Column by Craig Marshall Smith
A newcomer to our state said, “Why don’t you write about the first snow of the year?”
I said, “You mean the one we had in early January?”
“No, the one we just had — in October.”
“That was the first snow of the season. Not the first snow of the year.”
I think the excitement of moving here from California must have gotten to her, and to her clarity. It happened to me, exactly 40 years ago.
I was fresh off the boat from Arizona, where it was 110 degrees in the shade on a cloudy day.
I was miserable in Arizona. Hot heat and I are not compadres. I think it addled me some, because when I landed at Stapleton, I looked around and said, “Am I in heaven?”
It was some 30 degrees cooler here than it was the day I left Phoenix. The rental car I climbed into wasn’t a four-wheeled inferno, like the cab I had taken to Sky Harbor Airport.
Maybe this isn’t heaven, but after spells in Arizona, Michigan, Ohio and Pennsylvania, it sure seemed like it then, and it still does.
Think about it. Other than a few blizzards in all of that time, Colorado has been on the outside of the natural disasters that have beset much of the rest of the country.
(I am excluding, by time frame, the Big Thompson Flood, as well as the Hayman Fire, which was human-caused.)
If you have been here a while, you know that we have snow in October. If you have lived here even longer, you know we have had a lot of snow in October.
Famously: On Oct. 15, 1984, over a foot of snow fell on Mile High Stadium during the Monday Night Football game between the Broncos and the Packers.
I may need correction, but I think Frank Gifford, Don Meredith and Howard Cosell called the game.
It was Cosell who, years earlier, had “put this game in perspective” when he announced during the December 8, 1980, Monday night game between the Dolphins and Patriots that John Lennon had been shot in New York City.
My then-girlfriend showed up, and I was crying.
She said, “Did your father die?”
No, but my father has died since then (2008), and so has my mother (2008), and I retired (2003) from the teaching position I flew to Denver to take.
By now, I have spent 57 percent of my life in Colorado, and that percentage will only increase.
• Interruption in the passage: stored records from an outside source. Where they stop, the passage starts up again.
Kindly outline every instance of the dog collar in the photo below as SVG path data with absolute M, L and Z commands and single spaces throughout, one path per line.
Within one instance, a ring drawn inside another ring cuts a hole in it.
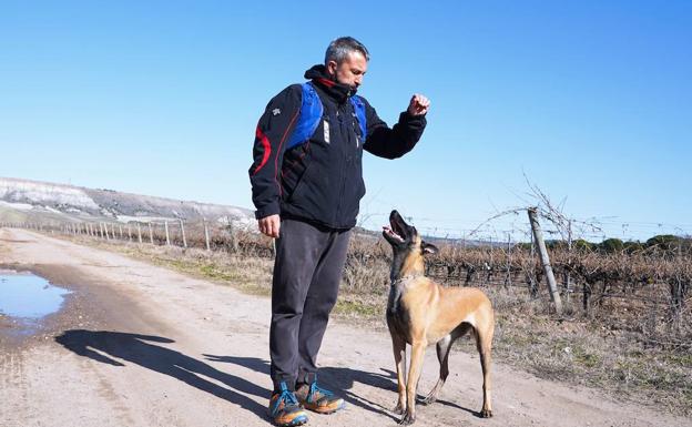
M 409 274 L 409 275 L 406 275 L 406 276 L 401 276 L 401 277 L 399 277 L 399 278 L 397 278 L 395 281 L 391 281 L 391 286 L 396 286 L 399 283 L 413 281 L 414 278 L 418 278 L 420 276 L 423 276 L 423 274 Z

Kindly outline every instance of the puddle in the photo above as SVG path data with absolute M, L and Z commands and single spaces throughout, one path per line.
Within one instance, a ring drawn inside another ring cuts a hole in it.
M 41 318 L 57 313 L 71 292 L 31 273 L 0 270 L 0 316 L 19 326 L 20 335 L 33 333 Z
I am not going anywhere.
It’s not perfect. Drivers are terrible. But drivers are terrible everywhere.
And because of a master’s degree in art, I cannot abide the horse at the airport, or comprehend the new, giant, tubular larva and all of its tethers on Lincoln Boulevard.
Small potatoes against the local color, the local landscape, and the complete absence of a turkey drop.
There’s an annual turkey drop in Arkansas. Live turkeys are dropped from small planes at the Yellville Turkey Trot. While wild turkeys can fly, some don’t survive the fall.
It’s difficult to be objective about a state that permits something like that.
No, I’ll take ours, even though we don’t have an ocean — yet.
Colorado is 380 miles by 280 miles, and it’s heavenly. Welcome, newcomers.